15.8.08

Montréal-Nord (suite)

Ensuite de ça, créons une vraie police communautaire d'urgence, une escouade spécialisée, menée par un de ces superflics hyperinstruits bardés de doctorats dont on nous dit qu'ils existent et qui finissent toujours par se présenter à la mairie de Montréal. Qu'il établisse un vrai rapport avec la communauté et que la presse lui crisse la paix pour au moins un an. Que cette police soit constituée d'hommes aguerris et mûrs, pas des bleus qui dégainent sous l'insulte et pas des femmes de cinq pieds six qui se font saisir à la gorge quand elles roulent des mécaniques. Que cette police agisse avec une ferme bienveillance, qu'elle ferme les yeux sur le Yo qui crache sur le trottoir, et qu'elle aborde chaque citoyen avec respect en le vouvoyant, le temps de voir s'il se mérite une balle dans la gueule. Que les citoyens du quartier se sentent protégés et ne craignent plus d'appeler la police.

Un quartier en santé ne repousse pas les pompiers à coups de pierres quand les incendies ragent. Les pompiers ne l'ont pas dit, pour ne pas jeter de l'huile sur le feu, mais c'est la faute du climat policier, et c'est sérieusement menaçant.

13 commentaires:

É. a dit...

Montréal-Nord, ça a toujours été chaud depuis qu'y z'ont rasé les champs des cultivateurs pour y aligner les blocs à deux balles, au tout début. C'est un quartier conçu pour être déshérité, loin de tout, chargé à bloc de ghettos aveugles et cul-de-jatte. Un four de Babel suintant et poussiéreux aux boulevards interminables et aux écoles à l'apparence de pénitenciers. Montréal-Nord vit écartelée entre le vortex du Boulevard Industriel au Sud et la lisière des Millionnaires au Nord, une mince bande de haciendas friquées dissimulant aux autres citoyens la Rivière des Prairies qui aurait autrement pu aérer un tantinet.

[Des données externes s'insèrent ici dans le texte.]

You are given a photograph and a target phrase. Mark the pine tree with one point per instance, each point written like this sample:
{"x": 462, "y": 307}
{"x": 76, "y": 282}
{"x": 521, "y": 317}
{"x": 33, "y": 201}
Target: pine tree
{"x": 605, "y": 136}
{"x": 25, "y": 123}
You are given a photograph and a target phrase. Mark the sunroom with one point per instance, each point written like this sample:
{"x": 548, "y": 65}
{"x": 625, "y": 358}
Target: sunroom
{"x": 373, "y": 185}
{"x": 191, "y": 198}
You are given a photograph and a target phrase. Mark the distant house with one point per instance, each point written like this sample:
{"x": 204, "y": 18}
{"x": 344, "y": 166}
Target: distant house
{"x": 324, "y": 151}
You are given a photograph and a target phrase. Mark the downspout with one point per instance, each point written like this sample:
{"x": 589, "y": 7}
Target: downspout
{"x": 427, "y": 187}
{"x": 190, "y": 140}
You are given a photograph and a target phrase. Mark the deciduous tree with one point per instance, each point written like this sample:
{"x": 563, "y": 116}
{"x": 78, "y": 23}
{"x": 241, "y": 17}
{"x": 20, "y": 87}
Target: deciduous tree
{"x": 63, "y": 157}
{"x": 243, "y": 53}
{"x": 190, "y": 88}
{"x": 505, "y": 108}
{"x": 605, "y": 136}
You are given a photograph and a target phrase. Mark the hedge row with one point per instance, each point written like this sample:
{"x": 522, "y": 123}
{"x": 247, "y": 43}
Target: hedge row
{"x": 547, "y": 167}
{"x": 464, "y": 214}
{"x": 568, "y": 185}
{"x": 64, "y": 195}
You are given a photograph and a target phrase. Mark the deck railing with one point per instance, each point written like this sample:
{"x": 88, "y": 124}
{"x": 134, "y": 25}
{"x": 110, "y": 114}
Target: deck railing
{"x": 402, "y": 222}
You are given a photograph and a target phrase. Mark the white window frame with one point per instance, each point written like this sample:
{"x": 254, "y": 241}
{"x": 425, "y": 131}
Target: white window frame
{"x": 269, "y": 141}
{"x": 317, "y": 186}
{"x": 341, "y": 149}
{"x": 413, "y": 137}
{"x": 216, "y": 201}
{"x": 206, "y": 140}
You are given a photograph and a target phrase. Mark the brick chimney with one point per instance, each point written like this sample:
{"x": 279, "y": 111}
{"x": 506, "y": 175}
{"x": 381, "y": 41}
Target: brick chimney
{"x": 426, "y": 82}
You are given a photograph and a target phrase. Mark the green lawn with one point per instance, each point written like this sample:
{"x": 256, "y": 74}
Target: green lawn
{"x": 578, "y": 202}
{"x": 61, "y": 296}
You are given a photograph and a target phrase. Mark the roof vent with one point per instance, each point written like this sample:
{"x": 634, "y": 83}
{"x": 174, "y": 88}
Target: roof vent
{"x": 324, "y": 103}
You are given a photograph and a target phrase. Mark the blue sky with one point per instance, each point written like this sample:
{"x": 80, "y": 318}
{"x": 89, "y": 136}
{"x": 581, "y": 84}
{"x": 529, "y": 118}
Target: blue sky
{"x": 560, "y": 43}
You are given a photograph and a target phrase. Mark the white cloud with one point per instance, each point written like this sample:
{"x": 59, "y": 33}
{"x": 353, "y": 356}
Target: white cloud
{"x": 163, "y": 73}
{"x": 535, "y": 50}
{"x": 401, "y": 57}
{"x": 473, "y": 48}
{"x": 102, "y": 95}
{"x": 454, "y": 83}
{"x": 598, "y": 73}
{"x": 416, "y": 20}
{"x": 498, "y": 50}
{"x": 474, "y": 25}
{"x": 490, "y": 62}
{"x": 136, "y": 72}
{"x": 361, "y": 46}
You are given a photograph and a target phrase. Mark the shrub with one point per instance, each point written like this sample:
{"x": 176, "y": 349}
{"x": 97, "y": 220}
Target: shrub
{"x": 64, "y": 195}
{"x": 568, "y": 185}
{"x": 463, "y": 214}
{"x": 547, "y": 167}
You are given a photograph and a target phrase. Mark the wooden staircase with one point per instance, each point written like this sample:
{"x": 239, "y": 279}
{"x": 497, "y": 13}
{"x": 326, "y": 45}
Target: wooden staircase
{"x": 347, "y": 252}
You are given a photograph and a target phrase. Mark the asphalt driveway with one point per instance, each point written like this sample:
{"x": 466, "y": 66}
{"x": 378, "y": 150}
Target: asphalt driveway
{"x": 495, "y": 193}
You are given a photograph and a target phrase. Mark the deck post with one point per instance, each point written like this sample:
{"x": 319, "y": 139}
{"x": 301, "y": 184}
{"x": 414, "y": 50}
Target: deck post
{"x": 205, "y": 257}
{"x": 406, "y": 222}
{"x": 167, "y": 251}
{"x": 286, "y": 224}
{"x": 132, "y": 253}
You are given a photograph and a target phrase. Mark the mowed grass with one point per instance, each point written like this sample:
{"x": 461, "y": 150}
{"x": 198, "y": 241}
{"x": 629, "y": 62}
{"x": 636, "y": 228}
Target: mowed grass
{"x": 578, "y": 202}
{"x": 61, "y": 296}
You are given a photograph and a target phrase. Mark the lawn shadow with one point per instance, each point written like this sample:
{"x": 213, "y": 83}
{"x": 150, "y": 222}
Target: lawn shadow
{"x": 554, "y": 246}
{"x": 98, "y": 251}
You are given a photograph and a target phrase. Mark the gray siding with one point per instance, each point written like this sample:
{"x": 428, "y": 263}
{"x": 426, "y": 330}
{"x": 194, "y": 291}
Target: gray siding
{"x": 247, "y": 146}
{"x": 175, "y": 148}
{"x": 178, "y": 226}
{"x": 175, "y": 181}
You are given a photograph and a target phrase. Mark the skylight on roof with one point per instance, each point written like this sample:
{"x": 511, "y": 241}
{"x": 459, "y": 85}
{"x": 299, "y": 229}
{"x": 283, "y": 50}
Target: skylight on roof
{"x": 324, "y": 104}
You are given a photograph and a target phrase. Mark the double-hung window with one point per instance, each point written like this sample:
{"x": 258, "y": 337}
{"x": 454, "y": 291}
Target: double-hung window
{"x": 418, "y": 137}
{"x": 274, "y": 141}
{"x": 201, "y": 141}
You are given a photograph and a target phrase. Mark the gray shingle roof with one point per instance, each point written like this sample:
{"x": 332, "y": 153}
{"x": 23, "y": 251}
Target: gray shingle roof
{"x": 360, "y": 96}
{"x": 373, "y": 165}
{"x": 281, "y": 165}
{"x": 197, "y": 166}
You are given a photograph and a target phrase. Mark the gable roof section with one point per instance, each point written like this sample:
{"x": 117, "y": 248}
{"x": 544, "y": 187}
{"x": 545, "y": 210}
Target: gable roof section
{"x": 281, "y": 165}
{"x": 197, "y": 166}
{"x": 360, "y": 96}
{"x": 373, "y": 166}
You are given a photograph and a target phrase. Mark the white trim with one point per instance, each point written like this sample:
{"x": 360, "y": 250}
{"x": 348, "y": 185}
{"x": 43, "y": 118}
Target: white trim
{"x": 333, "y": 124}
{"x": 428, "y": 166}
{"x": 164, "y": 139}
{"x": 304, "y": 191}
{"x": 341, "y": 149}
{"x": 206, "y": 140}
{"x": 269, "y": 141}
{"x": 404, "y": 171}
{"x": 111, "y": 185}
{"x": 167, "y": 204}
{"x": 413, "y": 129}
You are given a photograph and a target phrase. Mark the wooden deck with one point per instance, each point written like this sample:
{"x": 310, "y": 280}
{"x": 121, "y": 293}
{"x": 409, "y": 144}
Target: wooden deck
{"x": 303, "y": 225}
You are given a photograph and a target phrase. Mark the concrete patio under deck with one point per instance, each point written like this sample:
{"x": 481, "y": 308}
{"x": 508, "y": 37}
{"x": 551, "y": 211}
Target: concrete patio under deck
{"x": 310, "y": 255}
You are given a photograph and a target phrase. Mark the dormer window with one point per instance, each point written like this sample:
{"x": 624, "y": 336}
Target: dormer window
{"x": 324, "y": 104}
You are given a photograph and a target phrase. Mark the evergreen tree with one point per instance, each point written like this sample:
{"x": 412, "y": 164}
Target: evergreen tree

En fait, je dis peut-être n'importe quoi. J'y ai vécu 18 ans et je suis pas retourné. Alors, qui sait, ça a pu changer pas mal. Ils ont certainement travaillé pour rendre ça vivable… Eh eh eh…

Mistral a dit...

Ché pas. T'es parti, VLB aussi. Faudra qu'un autre écrivain en surgisse pour en parler, un noir génial et colérique.

É. a dit...

Tu oublies Marjo !
:0)

Mistral a dit...

As much as I can, yes, I do. You won't blame me for that.

É. a dit...

Lysss ! Et Claude Legault !

Mistral a dit...

Le vieux qui fait des annonces de margarine?

Mistral a dit...

(Kessa veut dire, Mac, Lysss, à part une commune suisse du canton de Berne avec un s de trop?)

Mistral a dit...

Lamenting your somewhat sorry sack?

J'espère que c'est pas ça.

Mistral a dit...

Je jure pas, mais je crois que cette espèce de policier existe. Celle qui veut faire du bien quand elle peut, ne pas faire de mal quand elle veut...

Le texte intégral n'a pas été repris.